Foreign fund managers pulled out more than $600 million from the Philippine equity and bond markets in April amid the uncertainty caused by the coronavirus pandemic.
Data from the Bangko Sentral ng Pilipinas showed that registered foreign portfolio investments yielded net outflows of $660 million in April, following net withdrawals of $961 million in March.
Gross outflows reached $1.3 billion in April while gross inflows amounted to only $627 million during the month, according to the BSP.
“The $627-million registered investments for the month reflected a 34.3-percent decline from the $954 million figure in March 2020 and is also the lowest recorded monthly gross inflows since July 2010,” it said.

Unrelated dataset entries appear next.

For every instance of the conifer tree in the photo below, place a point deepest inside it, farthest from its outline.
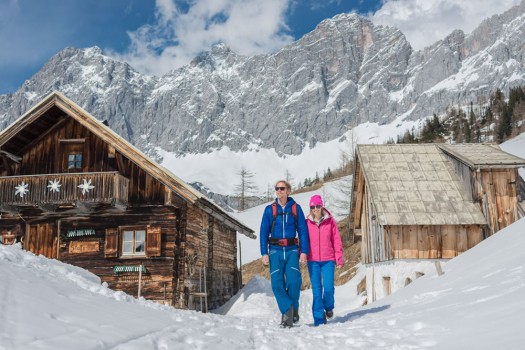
(245, 188)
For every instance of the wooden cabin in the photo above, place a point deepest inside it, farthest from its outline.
(73, 190)
(415, 205)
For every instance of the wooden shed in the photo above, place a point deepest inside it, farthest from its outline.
(414, 205)
(73, 190)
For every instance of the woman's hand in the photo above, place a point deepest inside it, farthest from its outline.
(265, 260)
(302, 258)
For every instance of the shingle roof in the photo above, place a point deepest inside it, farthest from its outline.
(415, 185)
(479, 155)
(157, 171)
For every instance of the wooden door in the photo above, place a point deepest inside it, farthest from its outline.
(43, 240)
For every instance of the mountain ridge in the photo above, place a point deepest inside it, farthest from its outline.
(346, 72)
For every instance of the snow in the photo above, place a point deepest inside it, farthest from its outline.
(268, 166)
(333, 193)
(476, 304)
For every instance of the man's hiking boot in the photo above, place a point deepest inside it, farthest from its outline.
(329, 314)
(287, 319)
(295, 315)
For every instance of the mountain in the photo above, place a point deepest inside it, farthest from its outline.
(346, 72)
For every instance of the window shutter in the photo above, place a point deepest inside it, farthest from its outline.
(111, 244)
(153, 241)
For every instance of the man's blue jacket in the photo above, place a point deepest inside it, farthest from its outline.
(284, 226)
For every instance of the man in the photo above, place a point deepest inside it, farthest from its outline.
(281, 222)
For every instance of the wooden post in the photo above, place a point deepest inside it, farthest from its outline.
(58, 239)
(140, 280)
(240, 264)
(205, 290)
(438, 268)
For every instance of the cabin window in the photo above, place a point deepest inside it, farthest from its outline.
(387, 288)
(72, 155)
(74, 161)
(133, 242)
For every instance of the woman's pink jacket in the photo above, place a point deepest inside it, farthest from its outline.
(325, 241)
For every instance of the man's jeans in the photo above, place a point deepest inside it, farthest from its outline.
(286, 277)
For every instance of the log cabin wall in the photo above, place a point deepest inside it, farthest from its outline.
(44, 158)
(223, 265)
(91, 252)
(53, 147)
(497, 191)
(424, 242)
(196, 256)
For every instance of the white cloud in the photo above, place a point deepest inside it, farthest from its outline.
(426, 21)
(248, 27)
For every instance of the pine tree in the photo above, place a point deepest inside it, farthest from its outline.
(245, 187)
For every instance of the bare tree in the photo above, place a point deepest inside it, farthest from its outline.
(245, 188)
(288, 177)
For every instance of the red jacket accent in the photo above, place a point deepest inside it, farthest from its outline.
(325, 241)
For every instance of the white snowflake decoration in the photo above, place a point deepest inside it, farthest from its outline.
(54, 186)
(21, 189)
(86, 186)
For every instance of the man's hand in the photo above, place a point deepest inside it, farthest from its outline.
(302, 258)
(265, 260)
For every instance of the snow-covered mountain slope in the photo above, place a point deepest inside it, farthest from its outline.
(476, 304)
(346, 73)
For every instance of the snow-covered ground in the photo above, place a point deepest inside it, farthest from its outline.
(477, 304)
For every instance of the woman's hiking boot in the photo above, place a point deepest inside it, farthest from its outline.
(295, 315)
(329, 314)
(287, 319)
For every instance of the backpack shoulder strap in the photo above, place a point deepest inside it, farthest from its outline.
(294, 212)
(274, 216)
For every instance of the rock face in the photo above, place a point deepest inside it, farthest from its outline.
(345, 72)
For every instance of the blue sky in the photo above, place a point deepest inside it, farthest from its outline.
(158, 36)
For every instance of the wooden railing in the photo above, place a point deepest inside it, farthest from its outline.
(34, 190)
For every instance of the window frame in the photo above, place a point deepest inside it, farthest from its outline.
(134, 230)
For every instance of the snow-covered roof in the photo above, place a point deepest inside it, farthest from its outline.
(415, 185)
(480, 155)
(102, 131)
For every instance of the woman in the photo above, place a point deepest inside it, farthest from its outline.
(325, 253)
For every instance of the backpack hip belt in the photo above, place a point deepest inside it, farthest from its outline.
(283, 242)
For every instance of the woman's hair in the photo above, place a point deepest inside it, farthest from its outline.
(286, 183)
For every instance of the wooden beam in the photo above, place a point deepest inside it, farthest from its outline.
(11, 156)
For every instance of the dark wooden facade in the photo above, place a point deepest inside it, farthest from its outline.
(73, 190)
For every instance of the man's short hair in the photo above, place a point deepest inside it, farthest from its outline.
(286, 183)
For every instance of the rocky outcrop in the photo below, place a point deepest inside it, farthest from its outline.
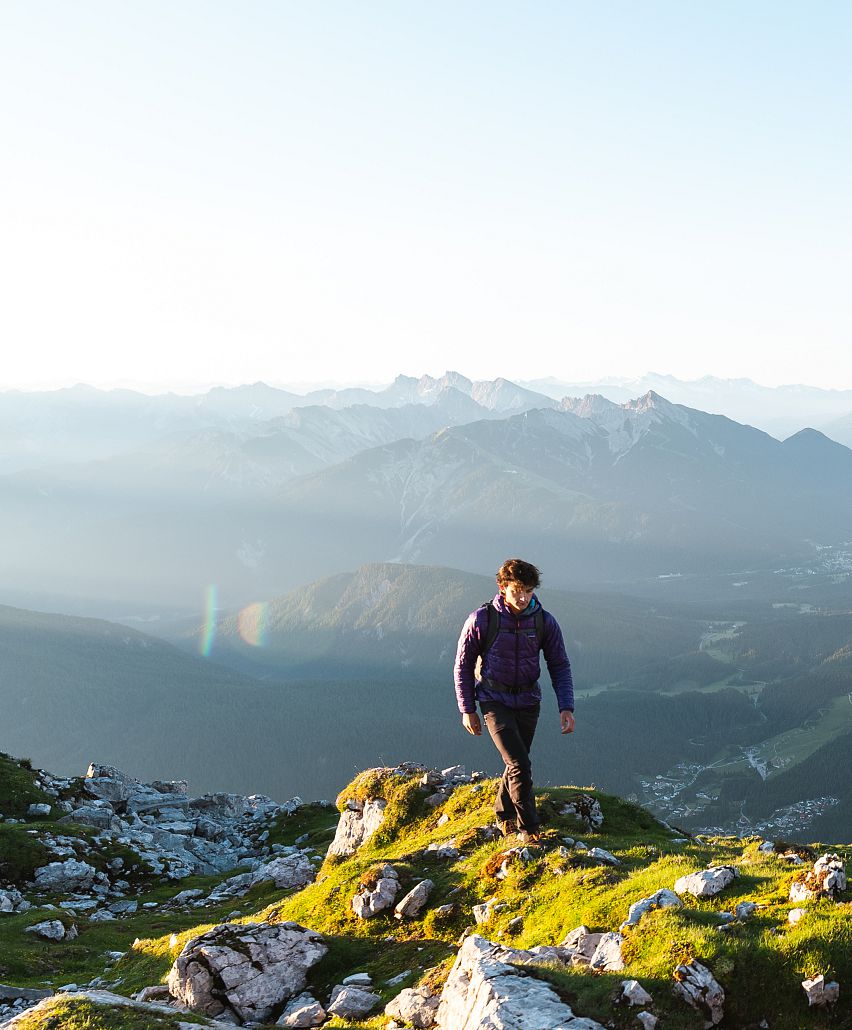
(358, 823)
(39, 1015)
(303, 1010)
(821, 993)
(414, 1006)
(659, 899)
(485, 990)
(699, 988)
(586, 811)
(607, 957)
(52, 929)
(708, 883)
(244, 971)
(633, 993)
(377, 893)
(69, 877)
(351, 1002)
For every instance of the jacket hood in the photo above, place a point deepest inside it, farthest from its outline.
(500, 604)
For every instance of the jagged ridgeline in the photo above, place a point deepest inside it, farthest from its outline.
(401, 905)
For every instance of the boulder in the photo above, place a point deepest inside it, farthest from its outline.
(707, 883)
(65, 878)
(50, 929)
(377, 894)
(350, 1002)
(359, 822)
(607, 957)
(635, 994)
(819, 993)
(659, 899)
(90, 815)
(827, 879)
(414, 1006)
(601, 855)
(303, 1010)
(581, 943)
(412, 904)
(244, 971)
(29, 994)
(699, 988)
(286, 871)
(12, 900)
(483, 990)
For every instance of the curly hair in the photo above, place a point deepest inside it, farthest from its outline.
(518, 571)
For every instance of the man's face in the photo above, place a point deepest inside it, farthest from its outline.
(517, 595)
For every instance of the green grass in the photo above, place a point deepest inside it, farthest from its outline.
(760, 961)
(79, 1014)
(18, 788)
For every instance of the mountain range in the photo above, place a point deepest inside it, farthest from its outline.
(612, 494)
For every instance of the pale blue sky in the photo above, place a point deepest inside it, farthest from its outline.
(205, 192)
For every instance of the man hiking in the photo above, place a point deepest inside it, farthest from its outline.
(498, 663)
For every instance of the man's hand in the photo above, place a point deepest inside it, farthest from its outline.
(470, 720)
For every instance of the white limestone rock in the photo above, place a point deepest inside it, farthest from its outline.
(820, 994)
(286, 871)
(707, 883)
(350, 1002)
(69, 877)
(244, 970)
(414, 1006)
(586, 810)
(359, 822)
(303, 1010)
(484, 991)
(49, 929)
(635, 994)
(696, 985)
(662, 898)
(581, 945)
(41, 1013)
(378, 896)
(412, 904)
(12, 900)
(604, 856)
(607, 957)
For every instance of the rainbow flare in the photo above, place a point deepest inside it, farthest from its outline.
(251, 623)
(208, 633)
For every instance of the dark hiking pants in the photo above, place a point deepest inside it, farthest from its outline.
(512, 731)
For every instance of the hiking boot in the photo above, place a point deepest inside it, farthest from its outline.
(531, 836)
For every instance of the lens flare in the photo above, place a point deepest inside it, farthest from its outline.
(208, 632)
(251, 624)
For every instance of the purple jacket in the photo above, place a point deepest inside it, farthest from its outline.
(512, 659)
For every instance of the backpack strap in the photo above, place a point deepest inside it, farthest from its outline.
(492, 626)
(491, 629)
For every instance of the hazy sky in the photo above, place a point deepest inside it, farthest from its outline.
(203, 192)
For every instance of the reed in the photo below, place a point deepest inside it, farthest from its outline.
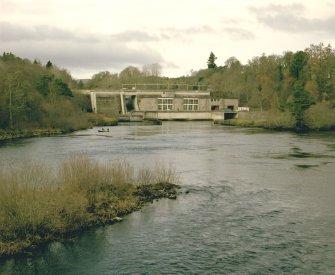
(38, 204)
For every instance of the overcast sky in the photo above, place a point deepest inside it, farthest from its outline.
(89, 36)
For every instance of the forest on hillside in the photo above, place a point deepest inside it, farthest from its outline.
(300, 83)
(35, 96)
(296, 85)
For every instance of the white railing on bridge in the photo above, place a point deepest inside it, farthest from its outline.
(162, 86)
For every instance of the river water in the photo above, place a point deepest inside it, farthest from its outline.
(251, 202)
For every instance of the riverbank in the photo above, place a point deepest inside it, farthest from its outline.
(38, 206)
(15, 134)
(93, 119)
(282, 121)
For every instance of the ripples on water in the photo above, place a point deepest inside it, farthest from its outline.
(252, 202)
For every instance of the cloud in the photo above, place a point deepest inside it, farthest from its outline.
(134, 35)
(173, 33)
(288, 18)
(15, 32)
(68, 49)
(239, 33)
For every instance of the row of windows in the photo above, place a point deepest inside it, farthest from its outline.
(191, 104)
(166, 104)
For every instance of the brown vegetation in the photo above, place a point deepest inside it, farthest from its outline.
(38, 204)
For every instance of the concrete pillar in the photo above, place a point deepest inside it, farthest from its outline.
(93, 96)
(122, 103)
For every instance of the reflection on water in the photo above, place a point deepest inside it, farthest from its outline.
(252, 201)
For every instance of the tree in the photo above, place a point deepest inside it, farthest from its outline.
(154, 69)
(299, 61)
(211, 61)
(301, 101)
(48, 65)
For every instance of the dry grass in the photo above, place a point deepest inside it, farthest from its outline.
(37, 205)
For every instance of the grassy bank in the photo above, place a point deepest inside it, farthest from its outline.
(317, 118)
(92, 120)
(14, 134)
(38, 205)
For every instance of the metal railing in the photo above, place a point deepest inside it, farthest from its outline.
(163, 86)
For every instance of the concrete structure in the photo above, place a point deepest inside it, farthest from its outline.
(162, 104)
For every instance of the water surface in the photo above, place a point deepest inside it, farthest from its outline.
(252, 202)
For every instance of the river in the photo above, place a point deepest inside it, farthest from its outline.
(252, 202)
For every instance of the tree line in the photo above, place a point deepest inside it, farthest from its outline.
(34, 96)
(300, 83)
(293, 82)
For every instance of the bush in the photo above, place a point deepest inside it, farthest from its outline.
(320, 117)
(38, 204)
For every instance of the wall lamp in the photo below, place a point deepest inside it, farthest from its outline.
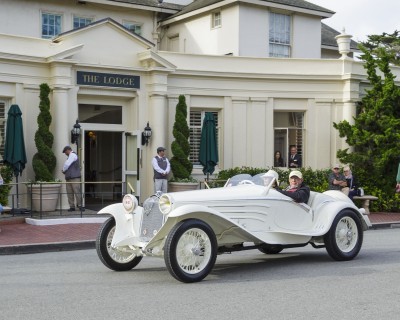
(75, 133)
(146, 134)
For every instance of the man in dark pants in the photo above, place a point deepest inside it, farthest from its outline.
(72, 172)
(161, 168)
(294, 158)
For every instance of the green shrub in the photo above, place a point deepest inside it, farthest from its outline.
(8, 174)
(44, 161)
(181, 166)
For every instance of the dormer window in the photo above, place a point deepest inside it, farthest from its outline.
(133, 27)
(80, 22)
(51, 25)
(279, 35)
(216, 20)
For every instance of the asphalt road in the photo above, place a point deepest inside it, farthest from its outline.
(299, 283)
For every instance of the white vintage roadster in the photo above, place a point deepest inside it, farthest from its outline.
(189, 229)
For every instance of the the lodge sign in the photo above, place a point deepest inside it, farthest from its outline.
(107, 80)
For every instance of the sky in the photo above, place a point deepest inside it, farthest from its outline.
(361, 18)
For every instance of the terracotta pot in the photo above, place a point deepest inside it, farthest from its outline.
(182, 186)
(44, 197)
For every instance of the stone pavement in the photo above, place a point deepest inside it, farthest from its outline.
(26, 235)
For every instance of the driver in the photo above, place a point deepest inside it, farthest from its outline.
(296, 190)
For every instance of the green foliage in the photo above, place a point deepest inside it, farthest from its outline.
(389, 42)
(180, 164)
(44, 161)
(8, 174)
(375, 134)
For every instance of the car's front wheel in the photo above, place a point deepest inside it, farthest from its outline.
(190, 250)
(119, 258)
(344, 239)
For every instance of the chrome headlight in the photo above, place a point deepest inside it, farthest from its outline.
(165, 204)
(130, 203)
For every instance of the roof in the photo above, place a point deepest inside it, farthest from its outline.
(328, 35)
(99, 22)
(198, 4)
(151, 3)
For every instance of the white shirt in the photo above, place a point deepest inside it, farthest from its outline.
(71, 158)
(157, 167)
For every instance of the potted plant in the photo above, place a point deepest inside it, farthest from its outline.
(6, 174)
(181, 166)
(45, 190)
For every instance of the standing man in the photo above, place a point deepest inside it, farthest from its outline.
(72, 173)
(161, 168)
(336, 180)
(294, 158)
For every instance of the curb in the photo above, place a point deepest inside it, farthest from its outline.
(47, 247)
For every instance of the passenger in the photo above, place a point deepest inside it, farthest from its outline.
(352, 182)
(271, 174)
(296, 190)
(337, 181)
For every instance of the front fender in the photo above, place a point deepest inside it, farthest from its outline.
(126, 224)
(225, 229)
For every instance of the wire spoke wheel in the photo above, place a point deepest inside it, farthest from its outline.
(190, 250)
(193, 251)
(344, 239)
(346, 234)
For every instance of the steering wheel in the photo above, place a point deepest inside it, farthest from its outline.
(246, 182)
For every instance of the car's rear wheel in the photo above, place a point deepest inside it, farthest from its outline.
(270, 248)
(344, 239)
(119, 258)
(190, 250)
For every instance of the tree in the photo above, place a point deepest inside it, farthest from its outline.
(389, 42)
(180, 164)
(44, 161)
(375, 134)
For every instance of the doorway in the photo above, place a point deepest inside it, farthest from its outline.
(102, 168)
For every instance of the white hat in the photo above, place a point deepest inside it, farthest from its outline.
(296, 173)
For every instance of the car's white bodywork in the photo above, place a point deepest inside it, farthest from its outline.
(245, 213)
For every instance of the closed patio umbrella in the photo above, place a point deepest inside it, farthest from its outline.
(14, 149)
(208, 155)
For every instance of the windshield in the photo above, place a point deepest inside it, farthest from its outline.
(265, 179)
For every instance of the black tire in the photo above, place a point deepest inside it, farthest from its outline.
(345, 237)
(271, 249)
(190, 250)
(118, 259)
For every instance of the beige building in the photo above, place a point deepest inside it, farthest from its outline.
(116, 66)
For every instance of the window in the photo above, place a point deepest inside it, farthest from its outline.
(95, 113)
(2, 129)
(289, 131)
(51, 25)
(216, 20)
(279, 35)
(80, 22)
(133, 27)
(196, 122)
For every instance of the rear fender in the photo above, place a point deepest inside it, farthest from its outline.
(127, 225)
(327, 213)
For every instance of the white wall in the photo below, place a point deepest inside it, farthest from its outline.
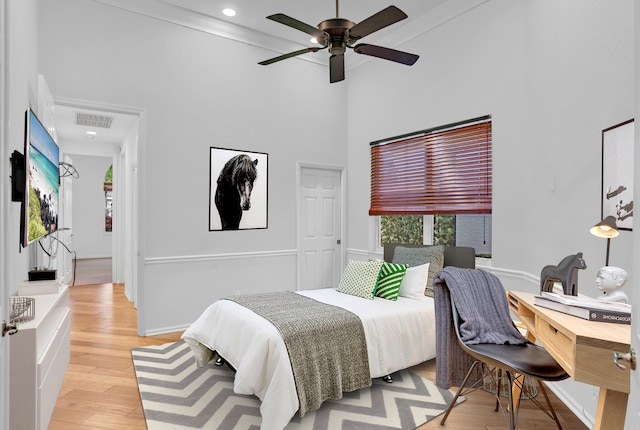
(553, 75)
(18, 75)
(89, 237)
(197, 91)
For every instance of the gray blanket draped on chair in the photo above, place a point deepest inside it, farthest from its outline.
(482, 305)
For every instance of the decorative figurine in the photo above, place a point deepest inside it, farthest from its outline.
(610, 281)
(566, 272)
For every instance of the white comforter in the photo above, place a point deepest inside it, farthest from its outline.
(399, 334)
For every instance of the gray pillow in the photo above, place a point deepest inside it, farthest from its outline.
(433, 254)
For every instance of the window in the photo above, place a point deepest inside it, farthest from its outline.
(108, 200)
(434, 186)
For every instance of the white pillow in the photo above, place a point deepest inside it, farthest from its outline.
(414, 282)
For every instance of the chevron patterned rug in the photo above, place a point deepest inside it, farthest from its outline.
(178, 395)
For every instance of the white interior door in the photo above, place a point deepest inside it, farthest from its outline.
(319, 227)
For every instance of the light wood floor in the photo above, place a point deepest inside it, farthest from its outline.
(100, 391)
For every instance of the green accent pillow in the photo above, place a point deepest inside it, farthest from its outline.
(389, 281)
(360, 278)
(434, 255)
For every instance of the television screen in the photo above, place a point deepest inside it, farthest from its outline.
(40, 204)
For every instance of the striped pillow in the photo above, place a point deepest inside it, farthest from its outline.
(359, 278)
(389, 280)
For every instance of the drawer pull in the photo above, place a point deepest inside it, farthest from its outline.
(629, 356)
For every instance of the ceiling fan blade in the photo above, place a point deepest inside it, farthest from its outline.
(377, 21)
(386, 53)
(289, 55)
(336, 68)
(320, 36)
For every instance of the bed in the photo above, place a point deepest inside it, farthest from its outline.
(399, 333)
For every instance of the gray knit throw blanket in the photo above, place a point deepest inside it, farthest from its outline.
(483, 309)
(326, 344)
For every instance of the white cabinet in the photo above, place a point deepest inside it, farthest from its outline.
(40, 353)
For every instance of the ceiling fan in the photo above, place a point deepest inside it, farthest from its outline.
(338, 34)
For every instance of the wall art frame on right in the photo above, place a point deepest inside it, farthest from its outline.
(617, 173)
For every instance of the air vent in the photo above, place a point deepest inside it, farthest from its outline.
(93, 120)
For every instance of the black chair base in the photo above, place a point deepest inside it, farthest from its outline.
(509, 413)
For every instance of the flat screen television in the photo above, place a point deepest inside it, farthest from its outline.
(42, 183)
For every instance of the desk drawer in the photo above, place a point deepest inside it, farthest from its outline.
(558, 345)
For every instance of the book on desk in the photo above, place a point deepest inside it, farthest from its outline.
(586, 308)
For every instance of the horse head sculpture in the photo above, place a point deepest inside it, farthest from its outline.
(566, 272)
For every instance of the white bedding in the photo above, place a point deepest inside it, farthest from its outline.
(399, 334)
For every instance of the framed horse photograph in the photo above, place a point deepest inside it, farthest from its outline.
(237, 189)
(617, 174)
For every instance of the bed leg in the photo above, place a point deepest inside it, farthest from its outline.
(219, 361)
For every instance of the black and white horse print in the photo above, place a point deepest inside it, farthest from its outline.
(233, 194)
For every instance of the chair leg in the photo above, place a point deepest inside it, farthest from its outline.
(455, 398)
(552, 412)
(513, 413)
(499, 390)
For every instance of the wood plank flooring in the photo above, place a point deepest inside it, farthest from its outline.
(99, 390)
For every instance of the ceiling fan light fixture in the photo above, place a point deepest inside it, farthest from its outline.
(338, 34)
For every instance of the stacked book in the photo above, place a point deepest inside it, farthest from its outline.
(586, 307)
(30, 288)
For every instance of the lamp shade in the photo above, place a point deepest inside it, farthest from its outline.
(606, 228)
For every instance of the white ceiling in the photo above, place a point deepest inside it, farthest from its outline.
(251, 26)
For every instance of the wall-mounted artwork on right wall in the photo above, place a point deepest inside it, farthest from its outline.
(617, 173)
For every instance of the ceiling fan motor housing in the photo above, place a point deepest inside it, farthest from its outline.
(337, 29)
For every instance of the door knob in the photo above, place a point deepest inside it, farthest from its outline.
(628, 356)
(9, 329)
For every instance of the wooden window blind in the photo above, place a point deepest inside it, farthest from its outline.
(439, 171)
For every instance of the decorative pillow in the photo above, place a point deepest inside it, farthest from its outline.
(414, 282)
(360, 278)
(434, 255)
(391, 275)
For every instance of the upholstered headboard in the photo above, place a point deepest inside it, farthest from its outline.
(459, 256)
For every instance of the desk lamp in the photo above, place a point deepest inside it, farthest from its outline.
(610, 280)
(606, 228)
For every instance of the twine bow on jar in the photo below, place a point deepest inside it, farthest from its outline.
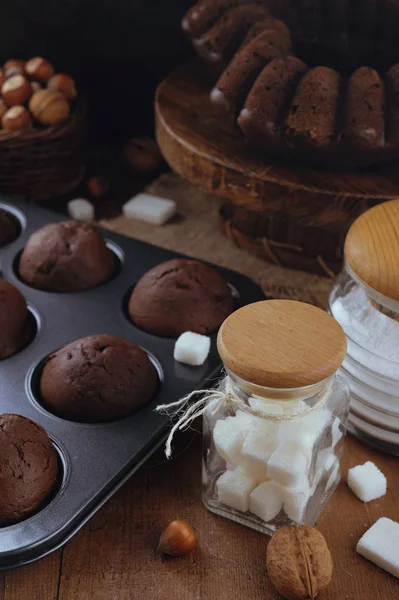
(224, 397)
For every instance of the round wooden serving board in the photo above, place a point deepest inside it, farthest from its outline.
(291, 215)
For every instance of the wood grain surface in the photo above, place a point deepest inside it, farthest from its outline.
(281, 344)
(372, 248)
(114, 557)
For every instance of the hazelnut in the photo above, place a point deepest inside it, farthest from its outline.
(299, 562)
(10, 71)
(177, 539)
(14, 62)
(49, 107)
(64, 84)
(35, 85)
(39, 69)
(16, 90)
(16, 118)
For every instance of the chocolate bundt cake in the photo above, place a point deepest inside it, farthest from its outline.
(316, 81)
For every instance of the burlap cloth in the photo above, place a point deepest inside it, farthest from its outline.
(195, 231)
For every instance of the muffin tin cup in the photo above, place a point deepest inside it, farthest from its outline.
(96, 458)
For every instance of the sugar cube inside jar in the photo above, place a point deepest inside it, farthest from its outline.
(272, 445)
(365, 301)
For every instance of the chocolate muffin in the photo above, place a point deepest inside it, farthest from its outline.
(180, 295)
(28, 468)
(15, 326)
(8, 228)
(66, 257)
(97, 379)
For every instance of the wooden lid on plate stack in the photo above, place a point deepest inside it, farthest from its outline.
(372, 253)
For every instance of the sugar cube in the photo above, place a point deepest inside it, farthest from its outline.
(304, 431)
(234, 489)
(150, 209)
(258, 475)
(295, 500)
(228, 437)
(287, 465)
(367, 482)
(81, 210)
(335, 473)
(291, 407)
(331, 459)
(321, 460)
(256, 451)
(380, 545)
(252, 423)
(265, 407)
(337, 431)
(192, 348)
(266, 501)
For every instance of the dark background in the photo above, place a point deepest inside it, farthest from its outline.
(118, 50)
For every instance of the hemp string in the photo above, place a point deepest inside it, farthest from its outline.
(224, 397)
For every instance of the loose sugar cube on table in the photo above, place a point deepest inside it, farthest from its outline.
(287, 465)
(81, 210)
(150, 209)
(380, 544)
(234, 489)
(192, 349)
(266, 501)
(256, 451)
(367, 482)
(229, 437)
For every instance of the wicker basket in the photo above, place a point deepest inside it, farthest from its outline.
(44, 163)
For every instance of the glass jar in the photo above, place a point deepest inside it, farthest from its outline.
(364, 301)
(272, 454)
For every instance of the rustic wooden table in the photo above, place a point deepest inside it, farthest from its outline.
(114, 556)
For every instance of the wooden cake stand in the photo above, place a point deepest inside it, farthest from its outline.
(293, 216)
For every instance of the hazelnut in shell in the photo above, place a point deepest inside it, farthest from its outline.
(16, 118)
(35, 85)
(10, 71)
(14, 63)
(39, 69)
(49, 107)
(299, 562)
(63, 83)
(16, 90)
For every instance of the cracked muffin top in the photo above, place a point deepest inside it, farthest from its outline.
(8, 228)
(180, 295)
(28, 468)
(66, 257)
(96, 379)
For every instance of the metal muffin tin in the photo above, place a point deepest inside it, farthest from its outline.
(96, 459)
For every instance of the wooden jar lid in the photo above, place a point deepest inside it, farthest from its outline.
(372, 248)
(281, 344)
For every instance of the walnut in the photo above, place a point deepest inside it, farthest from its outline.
(299, 562)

About 91.2 percent of investments went to PSE-listed securities mainly to holding firms, property companies, banks, food, beverage and tobacco firms and telecommunication companies while the remaining 8.8 percent went to investments in peso government securities.
The United Kingdom, the United States, Singapore, Hong Kong and Switzerland were the top five investor countries for the month, with combined a share of 85.5 percent.
Outflows in April were lower compared to the $1.9 billion recorded in March.
The BSP said that in the first four months, hot money transactions yielded net outflows of $2.1 billion resulting from the $6.3-billion gross outflows and $4.2-billion gross inflows.
This was a reversal of the $37-million net inflows observed in the same period last year, brought about by uncertainties such as to the impact of the COVID-19 pandemic to the global economy and financial system, and other key events earlier in the year such as the geopolitical tensions between the US and Iran trade negotiations between the US and China and renegotiation of the contracts of the country’s water concessionaires.
Transactions for all investments (PSE-listed securities, peso government securities, and other investments) resulted in net outflows in the four-month period.
Registration of inward foreign investments with the BSP is optional under the liberalized rules on foreign exchange transactions.
The issuance of a BSP registration document entitles the investor or his representative to buy foreign exchange from authorized agent banks and/or their subsidiary/affiliate foreign exchange corporations for repatriation of capital and remittance of earnings that accrue on the registered investment.
Without such registration, the foreign investor can still repatriate capital and remit earnings on his investment but the foreign exchange will have to be sourced outside the banking system.